PESHAWAR: Health dept reform process in limbo
PESHAWAR, Jan 7: Dependence on several departments regarding plans and strategies and lack of interest on part of political leadership have been hampering the reform process started by the health department, experts say.
“We have to look towards finance, planning and development and other line departments for devising projects and programmes to improve patient care.
The health department has not been able to achieve desired benefits from the reform process,” they said.
The United States Agency for International Development, as part of its support to the Women Health Project in the province, had offered training scholarships in healthcare financing and administration to 10 doctors in the UK and Germany.
When those doctors returned, they said healthcare delivery could be improved by putting in place new strategies and mechanisms.
Sources said a task force on health, under the deputy speaker of the provincial assembly, had underlined the need for preparing plans to improve referral system, develop health model, area focused approach and clear direction, but the then government ended in 1999.
They said the reform process went into background and a need was felt to reorganise the provincial director-general office in view of the Local Government Ordinance (LGO) that provided for decentralisation of power at the district level.
The district, they said, had no capacity and would need support to facilitate implementation of the LGO and save the system from failure.
So, they added, a three-year project, Health Sector Reforms Unit (HSRU), was designed with a view to improving access to quality healthcare, facilitating devolution of power to the districts in line with the LGO and devising ways for development of human resources and healthcare financing.
The project, the sources said, received only Rs12 million against its projected cost of Rs72 million according to PC-1.

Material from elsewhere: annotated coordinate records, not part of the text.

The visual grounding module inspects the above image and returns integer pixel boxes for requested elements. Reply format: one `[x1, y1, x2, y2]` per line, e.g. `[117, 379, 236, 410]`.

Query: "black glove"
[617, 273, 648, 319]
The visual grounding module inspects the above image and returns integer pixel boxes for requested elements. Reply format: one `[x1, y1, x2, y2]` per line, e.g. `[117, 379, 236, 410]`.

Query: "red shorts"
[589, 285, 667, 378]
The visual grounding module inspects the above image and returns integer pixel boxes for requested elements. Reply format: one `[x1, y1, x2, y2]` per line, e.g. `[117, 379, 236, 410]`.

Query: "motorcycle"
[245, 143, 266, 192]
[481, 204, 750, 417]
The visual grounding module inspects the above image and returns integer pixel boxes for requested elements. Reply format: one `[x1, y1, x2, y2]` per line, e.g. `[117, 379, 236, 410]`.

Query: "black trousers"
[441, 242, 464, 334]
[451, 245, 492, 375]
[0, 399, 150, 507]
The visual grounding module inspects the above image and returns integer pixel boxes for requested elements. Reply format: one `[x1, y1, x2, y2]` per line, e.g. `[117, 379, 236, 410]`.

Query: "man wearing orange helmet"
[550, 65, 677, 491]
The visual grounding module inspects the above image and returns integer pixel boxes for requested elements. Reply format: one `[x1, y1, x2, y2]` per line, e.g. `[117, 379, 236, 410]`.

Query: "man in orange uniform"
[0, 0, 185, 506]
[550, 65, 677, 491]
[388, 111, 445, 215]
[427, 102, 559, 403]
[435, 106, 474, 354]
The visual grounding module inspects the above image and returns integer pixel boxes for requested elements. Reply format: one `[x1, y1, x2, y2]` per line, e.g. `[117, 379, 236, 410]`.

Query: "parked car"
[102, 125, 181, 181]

They said the idea was presented at the Pakistan Development Forum where the GTZ, a German agency, showed interest and extended support to the HSRU in the shape of Support to Health Sector Reforms that aimed at helping the department in introducing reforms in eight selected districts.
The GTZ was supposed to help the HSRU in development of standards for quality healthcare, strengthening the role of the Health Regulatory Authority, making a plan for granting financial and administrative autonomy, making annual work plan for staff training and devising a mechanism for space analysis in implementation of the projects and programmes of the health department, they said.
From 2002, the HSRU operated with two technical persons because it lacked money to hire chief and deputy chief and other staff till the approval of another three-year PC-1 of Rs30 million, which enabled it to raise the staff strength to nine.
The sources said the GTZ support failed to gain any marked improvement in the reform process because it concentrated mainly on training of health officials and ministers in Germany, UK and Australia etc.
The health department, they said, depended on many departments that it could not pursue its plans for development of human sources, training of staff and starting projects according to its own needs.
Also, the sources said, lack of interest by the minister and other political leadership had made the HSRU a dormant body.
Despite all these bottlenecks, they said, the HSRU had prepared different plans, including social health insurance scheme for government employees and other micro development plans at district and provincial levels, but things could not be done to a desired level.